Similarity of Wrapper-based Feature Subset Selection Methods on Software Engineering Data  
Author Huanjing Wang

 

Co-Author(s) Taghi M. Khoshgoftaar; Amri Napolitano

 

Abstract Recently, wrapper-based feature (software metric) subset selection techniques have been used as part of the software quality modeling process. However, it is not clear how much the different parameters of wrapper-based feature selection (such as the choice of wrapper learner and wrapper performance metric) affect which features are chosen. To study how these two choices can affect the feature selection process, we test five different learners and five different performance metrics within the wrapper and then use our newly proposed Average Pairwise Tanimoto Index (APTI) to evaluate the similarity between techniques which share either a learner or a metric in common. Three software metric datasets from a real-world software project are used in this study. Results demonstrate that Best Arithmetic Mean (BAM) and Best Geometric Mean (BGM) metrics exhibit most similarity regardless of learners; in addition, Overall Accuracy (OA) is least similar to each of the other metrics (Area Under the ROC Curve (AUC), Area Under the Precision-Recall Curve (PRC), BAM, and BGM) when considered individually with each. The five learners were also found to produce very low amounts of similarity.
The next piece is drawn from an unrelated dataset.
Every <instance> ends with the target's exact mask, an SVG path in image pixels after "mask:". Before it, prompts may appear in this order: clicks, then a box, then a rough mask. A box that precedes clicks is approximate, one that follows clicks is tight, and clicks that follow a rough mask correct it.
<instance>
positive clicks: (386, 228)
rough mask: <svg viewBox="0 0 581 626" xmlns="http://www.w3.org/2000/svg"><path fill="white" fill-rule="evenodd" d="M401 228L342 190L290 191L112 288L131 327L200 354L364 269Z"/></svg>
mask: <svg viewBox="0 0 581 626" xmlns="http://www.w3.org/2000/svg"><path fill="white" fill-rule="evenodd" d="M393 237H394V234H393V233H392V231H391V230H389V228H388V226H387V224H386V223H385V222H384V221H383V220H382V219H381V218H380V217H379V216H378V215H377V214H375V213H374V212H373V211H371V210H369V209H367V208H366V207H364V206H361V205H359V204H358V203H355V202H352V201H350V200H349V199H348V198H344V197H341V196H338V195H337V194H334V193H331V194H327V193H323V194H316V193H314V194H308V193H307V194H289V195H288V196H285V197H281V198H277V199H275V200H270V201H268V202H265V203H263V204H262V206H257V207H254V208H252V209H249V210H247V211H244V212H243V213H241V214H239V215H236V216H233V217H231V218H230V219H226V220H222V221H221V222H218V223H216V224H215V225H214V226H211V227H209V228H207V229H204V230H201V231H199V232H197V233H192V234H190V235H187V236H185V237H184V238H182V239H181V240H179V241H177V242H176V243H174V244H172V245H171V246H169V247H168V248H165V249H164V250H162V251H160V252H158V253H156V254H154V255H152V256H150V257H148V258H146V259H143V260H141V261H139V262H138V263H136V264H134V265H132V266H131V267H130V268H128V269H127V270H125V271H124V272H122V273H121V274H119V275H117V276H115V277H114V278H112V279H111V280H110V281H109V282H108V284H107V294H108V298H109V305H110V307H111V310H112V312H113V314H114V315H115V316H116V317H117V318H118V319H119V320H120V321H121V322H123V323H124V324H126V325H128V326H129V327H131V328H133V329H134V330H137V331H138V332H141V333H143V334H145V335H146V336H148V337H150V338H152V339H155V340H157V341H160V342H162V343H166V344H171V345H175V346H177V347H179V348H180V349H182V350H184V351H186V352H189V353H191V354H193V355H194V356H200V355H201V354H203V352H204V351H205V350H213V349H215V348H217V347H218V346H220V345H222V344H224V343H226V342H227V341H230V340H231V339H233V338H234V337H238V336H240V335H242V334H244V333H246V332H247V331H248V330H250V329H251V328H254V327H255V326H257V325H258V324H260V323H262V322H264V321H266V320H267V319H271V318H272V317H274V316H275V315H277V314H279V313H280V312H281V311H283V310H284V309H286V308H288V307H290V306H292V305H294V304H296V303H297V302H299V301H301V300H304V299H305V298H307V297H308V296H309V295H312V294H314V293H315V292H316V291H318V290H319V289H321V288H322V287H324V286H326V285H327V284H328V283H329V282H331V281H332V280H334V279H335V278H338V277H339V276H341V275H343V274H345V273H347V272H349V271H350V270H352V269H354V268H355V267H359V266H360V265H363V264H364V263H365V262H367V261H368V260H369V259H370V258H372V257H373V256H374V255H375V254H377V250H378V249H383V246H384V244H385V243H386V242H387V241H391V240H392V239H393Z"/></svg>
Thus, we show that the choice of both learner and performance metric has a major effect on which features are chosen by wrapperbased feature subset selection.

 

Keywords feature subset selection, software measurements, wrappers, similarity
   
    Article #:  20223
 
Proceedings of the 20th ISSAT International Conference on Reliability and Quality in Design
August 7-9, 2014 - Seattle, Washington, U.S.A.